14 Luglio 2016
Spesso si sente dire, da chi è a dieta: non mangio la pasta perché ingrassa, tanto meno per cena. Ma questo non è vero. Basta sapere come sceglierla, cuocerla e condirla.
Ideale è la pasta integrale, perché le fibre contenute riducono l’assorbimento dei grassi contenuti nello stesso pasto. Meglio se cotta al dente, perché ha un indice glicemico inferiore a quella ben cotta e gli zuccheri che contiene arrivano nel sangue più lentamente. Ma, soprattutto, condita con sughi leggeri, come pomodoro fresco tritato e un filo d’olio d’oliva extravergine.
Anzi: una ricerca recente ha evidenziato una perdita di peso più consistente (11,6 chili contro 9), una riduzione più evidente della circonferenza addominale e della massa grassa, livelli migliori di glucosio e di colesterolo nel sangue e un senso di fame attenuato in chi consumava i carboidrati per cena.

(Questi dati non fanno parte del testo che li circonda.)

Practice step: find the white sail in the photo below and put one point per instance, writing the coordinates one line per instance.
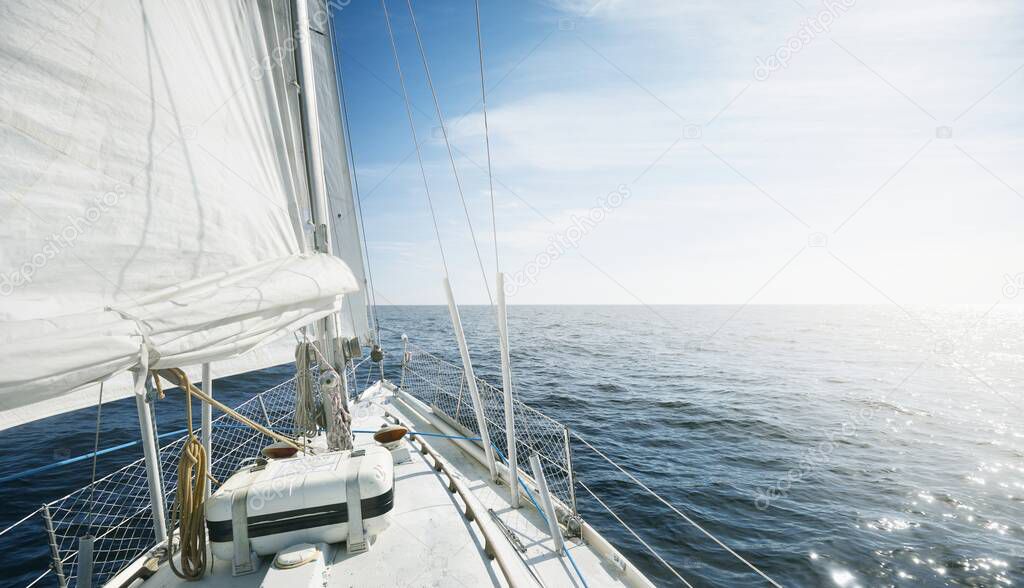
(344, 211)
(153, 192)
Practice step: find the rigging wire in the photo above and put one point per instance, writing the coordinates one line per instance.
(358, 199)
(677, 511)
(634, 534)
(448, 144)
(412, 128)
(95, 455)
(486, 135)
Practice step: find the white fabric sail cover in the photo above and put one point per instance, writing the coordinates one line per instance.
(153, 194)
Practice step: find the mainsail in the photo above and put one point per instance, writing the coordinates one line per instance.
(154, 197)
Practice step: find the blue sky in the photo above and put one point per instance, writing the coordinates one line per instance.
(769, 152)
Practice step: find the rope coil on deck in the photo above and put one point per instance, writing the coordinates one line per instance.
(189, 498)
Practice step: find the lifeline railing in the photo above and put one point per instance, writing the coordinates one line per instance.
(442, 385)
(115, 509)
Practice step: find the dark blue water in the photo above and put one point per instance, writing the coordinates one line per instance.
(830, 446)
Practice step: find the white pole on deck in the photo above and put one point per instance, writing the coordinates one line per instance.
(474, 392)
(503, 335)
(152, 453)
(207, 431)
(549, 508)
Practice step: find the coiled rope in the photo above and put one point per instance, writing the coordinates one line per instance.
(307, 413)
(187, 514)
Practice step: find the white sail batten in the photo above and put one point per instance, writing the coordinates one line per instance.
(341, 198)
(153, 193)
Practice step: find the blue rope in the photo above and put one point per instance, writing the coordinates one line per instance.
(76, 459)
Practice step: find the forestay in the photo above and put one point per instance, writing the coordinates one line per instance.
(154, 196)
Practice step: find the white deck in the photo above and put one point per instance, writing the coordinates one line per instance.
(429, 542)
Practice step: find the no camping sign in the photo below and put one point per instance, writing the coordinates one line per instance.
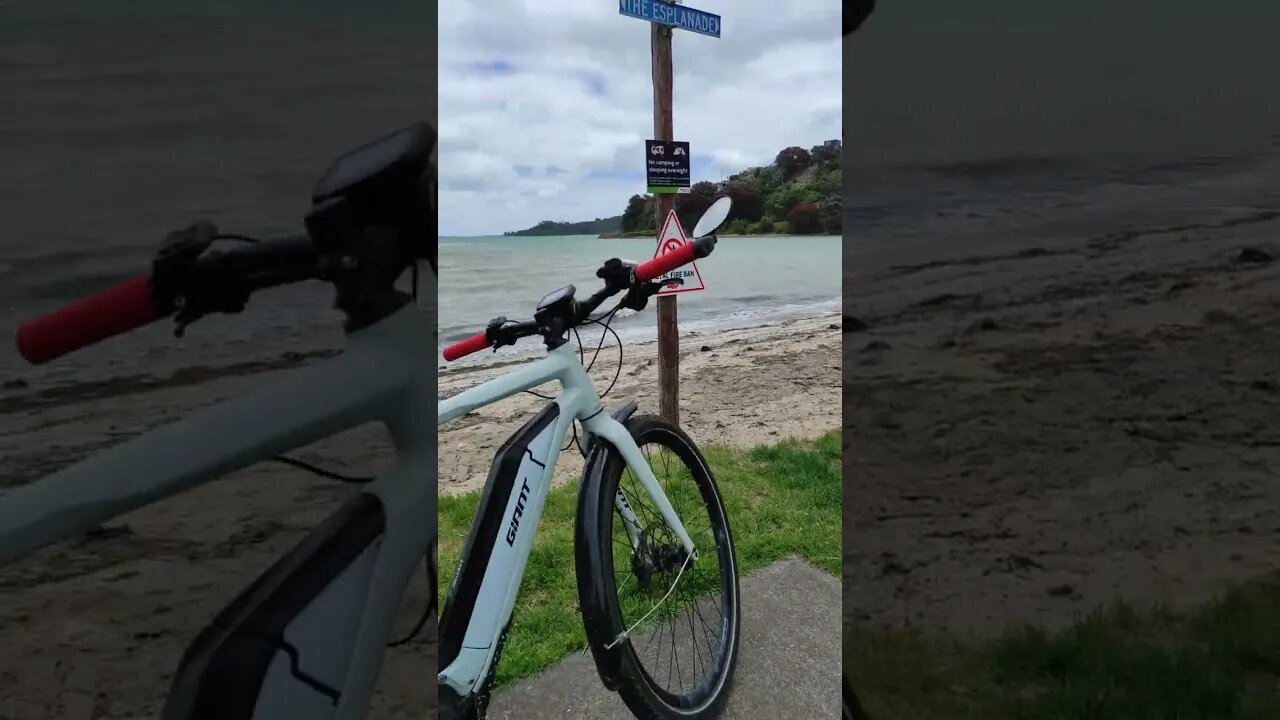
(671, 237)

Una porzione ideale di pasta è di 80 grammi, vale a dire 280 kcal. Con l’aggiunta di mezzo cucchiaio d’olio e un paio di pomodorini tritati si arriva a 340 kcal. Pensiamo che è l’apporto calorico di sei biscotti che si mangiano in un batter d’occhio e non saziano, oppure di un toast con succo di frutta.
Non solo: grazie al triptofano che calma l’ansia e alla sensazione di sazietà che si accompagna, la pasta favorisce il sonno.